Intentionally introduced species like lake trout, kokanee and Kamloops rainbows have taken a toll on native species, including cutthroat trout and bull trout.
Walleye may be the next angling darling on the lake.
It’s already happened with illegally introduced smallmouth bass.
“Ten years ago who ever heard of smallmouth in Pend Oreille?” Liter said. “Now we have tournaments.”
But walleye won’t appeal to novices, because the fish won’t be easy to find in scattered habitat in the 43-mile-long lake, Liter predicted.
In the clear waters of Lake Pend Oreille, walleye may tend to feed at night, when people are least likely to fish for them.
Tournament angler Ted Beach of Hayden said Idaho is missing out on hundreds of thousands of dollars anglers spend on walleye tournaments in Eastern Washington.
He said he also enjoys the competitiveness of the professional circuit and the added bonus that walleye make fine table fare.
“At Lake Roosevelt, kokanee, rainbows and smallmouth bass coexist with walleye,” he said.
While it is a new predator species, walleye won’t have an immediate effect on kokanee, which managers are trying to save from collapse.
“For now, they are eating peamouth, pikeminnow and yellow perch,” he said, noting he hasn’t found kokanee in a walleye’s gut.
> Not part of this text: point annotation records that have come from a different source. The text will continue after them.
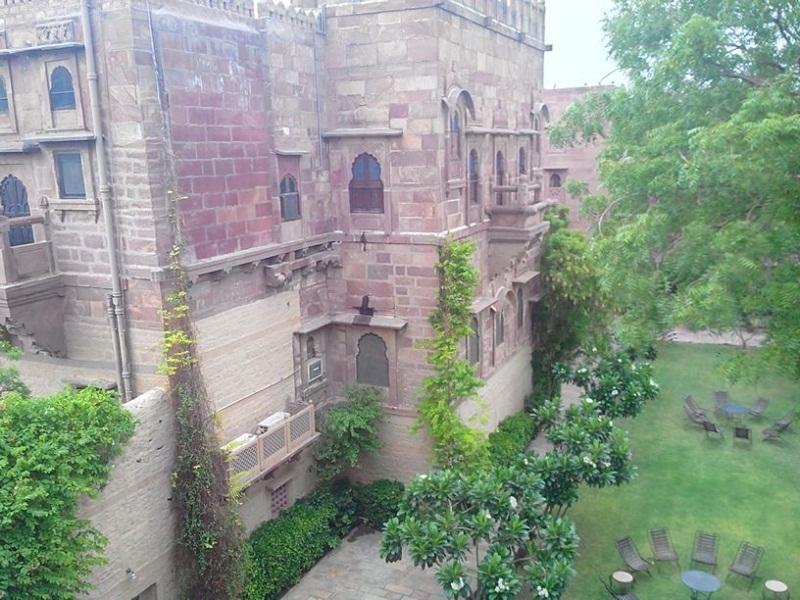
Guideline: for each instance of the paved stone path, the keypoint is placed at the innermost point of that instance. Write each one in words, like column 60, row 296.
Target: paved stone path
column 354, row 571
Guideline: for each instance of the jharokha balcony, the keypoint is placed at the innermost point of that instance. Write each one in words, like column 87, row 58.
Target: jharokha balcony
column 280, row 437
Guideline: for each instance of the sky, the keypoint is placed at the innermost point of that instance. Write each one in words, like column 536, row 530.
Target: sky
column 579, row 56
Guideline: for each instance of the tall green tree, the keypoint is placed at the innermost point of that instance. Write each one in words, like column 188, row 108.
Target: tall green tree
column 700, row 223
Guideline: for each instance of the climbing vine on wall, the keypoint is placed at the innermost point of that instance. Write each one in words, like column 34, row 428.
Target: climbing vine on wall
column 210, row 532
column 453, row 379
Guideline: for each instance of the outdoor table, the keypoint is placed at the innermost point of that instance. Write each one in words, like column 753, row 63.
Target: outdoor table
column 623, row 580
column 777, row 588
column 700, row 582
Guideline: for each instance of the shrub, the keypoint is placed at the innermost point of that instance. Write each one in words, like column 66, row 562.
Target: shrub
column 281, row 551
column 377, row 502
column 513, row 436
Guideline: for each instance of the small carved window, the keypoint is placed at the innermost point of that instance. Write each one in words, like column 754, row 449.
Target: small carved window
column 62, row 92
column 69, row 169
column 500, row 175
column 474, row 177
column 290, row 199
column 3, row 96
column 474, row 342
column 372, row 362
column 366, row 187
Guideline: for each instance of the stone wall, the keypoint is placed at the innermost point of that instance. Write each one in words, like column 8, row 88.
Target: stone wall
column 134, row 510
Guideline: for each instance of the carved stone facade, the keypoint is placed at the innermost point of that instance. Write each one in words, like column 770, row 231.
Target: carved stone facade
column 320, row 156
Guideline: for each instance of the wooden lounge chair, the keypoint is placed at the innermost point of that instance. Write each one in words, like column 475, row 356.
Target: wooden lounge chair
column 661, row 545
column 627, row 550
column 746, row 562
column 710, row 428
column 619, row 595
column 757, row 410
column 705, row 549
column 742, row 433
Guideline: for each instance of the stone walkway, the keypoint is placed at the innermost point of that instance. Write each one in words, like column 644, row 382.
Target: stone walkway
column 354, row 571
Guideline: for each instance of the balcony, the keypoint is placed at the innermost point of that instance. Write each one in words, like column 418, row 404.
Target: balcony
column 252, row 456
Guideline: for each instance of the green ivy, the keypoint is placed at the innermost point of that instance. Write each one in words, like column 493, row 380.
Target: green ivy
column 53, row 451
column 453, row 379
column 348, row 430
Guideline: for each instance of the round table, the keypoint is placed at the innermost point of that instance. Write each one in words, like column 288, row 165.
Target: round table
column 777, row 588
column 700, row 582
column 623, row 580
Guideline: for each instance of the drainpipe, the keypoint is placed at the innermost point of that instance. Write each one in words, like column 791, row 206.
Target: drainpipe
column 116, row 300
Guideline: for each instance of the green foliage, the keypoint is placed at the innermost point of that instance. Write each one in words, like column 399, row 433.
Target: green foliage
column 700, row 223
column 280, row 551
column 349, row 430
column 512, row 437
column 447, row 519
column 572, row 312
column 53, row 451
column 453, row 379
column 377, row 502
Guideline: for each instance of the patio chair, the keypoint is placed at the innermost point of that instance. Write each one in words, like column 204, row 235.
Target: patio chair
column 618, row 595
column 757, row 410
column 661, row 545
column 627, row 550
column 746, row 562
column 742, row 433
column 705, row 549
column 710, row 428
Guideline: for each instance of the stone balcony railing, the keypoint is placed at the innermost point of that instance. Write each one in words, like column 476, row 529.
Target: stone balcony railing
column 265, row 451
column 25, row 261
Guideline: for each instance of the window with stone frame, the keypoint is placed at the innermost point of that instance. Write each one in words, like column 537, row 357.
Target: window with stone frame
column 3, row 96
column 500, row 175
column 474, row 179
column 62, row 91
column 69, row 173
column 290, row 199
column 366, row 187
column 474, row 342
column 372, row 361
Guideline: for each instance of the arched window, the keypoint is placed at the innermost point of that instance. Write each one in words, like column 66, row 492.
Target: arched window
column 14, row 198
column 474, row 342
column 3, row 96
column 372, row 362
column 62, row 93
column 290, row 199
column 366, row 187
column 500, row 175
column 455, row 135
column 474, row 177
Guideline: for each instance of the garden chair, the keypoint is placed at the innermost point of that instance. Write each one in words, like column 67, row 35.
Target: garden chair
column 742, row 433
column 692, row 405
column 627, row 550
column 746, row 562
column 661, row 545
column 619, row 595
column 757, row 410
column 705, row 549
column 710, row 428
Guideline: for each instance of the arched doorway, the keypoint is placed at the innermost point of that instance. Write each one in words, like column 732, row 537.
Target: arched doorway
column 14, row 198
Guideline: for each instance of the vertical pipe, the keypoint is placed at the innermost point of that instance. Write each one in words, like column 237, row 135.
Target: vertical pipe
column 116, row 298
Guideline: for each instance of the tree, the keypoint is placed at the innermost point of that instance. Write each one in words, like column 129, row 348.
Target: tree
column 493, row 518
column 701, row 220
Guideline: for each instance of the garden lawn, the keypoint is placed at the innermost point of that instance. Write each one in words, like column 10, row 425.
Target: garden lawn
column 688, row 482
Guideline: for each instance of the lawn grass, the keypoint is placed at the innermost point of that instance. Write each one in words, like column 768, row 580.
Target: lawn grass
column 688, row 482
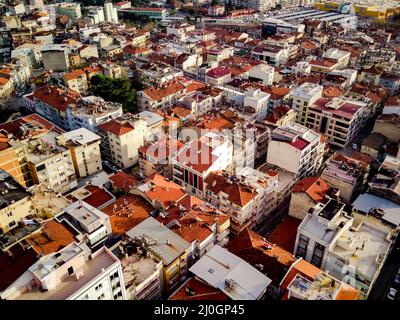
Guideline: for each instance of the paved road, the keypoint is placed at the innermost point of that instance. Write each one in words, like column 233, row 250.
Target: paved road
column 387, row 274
“They are spatially separated,” he said. “Kokanee are in 100 to 300 feet of water at midlake.”
Walleye are more apt to hang around structures closer to shore.
But walleye and kokanee habitats overlap seasonally.
Walleye eventually will learn to key where kokanee fry emerge from spawning gravels and where stream-born kokanee enter the lake, Liter said.
Chip Corsi, regional supervisor for Fish and Game, agreed that walleye could pose a new risk for kokanee, which are being decimated by rainbows and lake trout.
“I feel like we’re playing Space Invaders,” he said of the new threat.
The Idaho Fish and Game Commission has removed the bag limit for walleye in most of Idaho.
“The message is, don’t introduce walleye, because we’re not going to manage for them,” Corsi said. “If folks want to go fish for them, I hope they do and I hope they whack ‘em.”
Brad Lierman, Montana Fish Wildlife and Parks biologist, said researchers haven’t studied the feeding habits of walleye in the Noxon Reservoir upstream from Lake Pend Oreille.
“In other western reservoirs they do eat a lot of salmonids,” he said. “We expect to see effects on trout.”
Lierman hasn’t noticed much angler pressure on walleye in Noxon Reservoir, where walleyes have reproduced for at least four years.
“But I’m getting more phone calls from people who want to fish for them,” he said.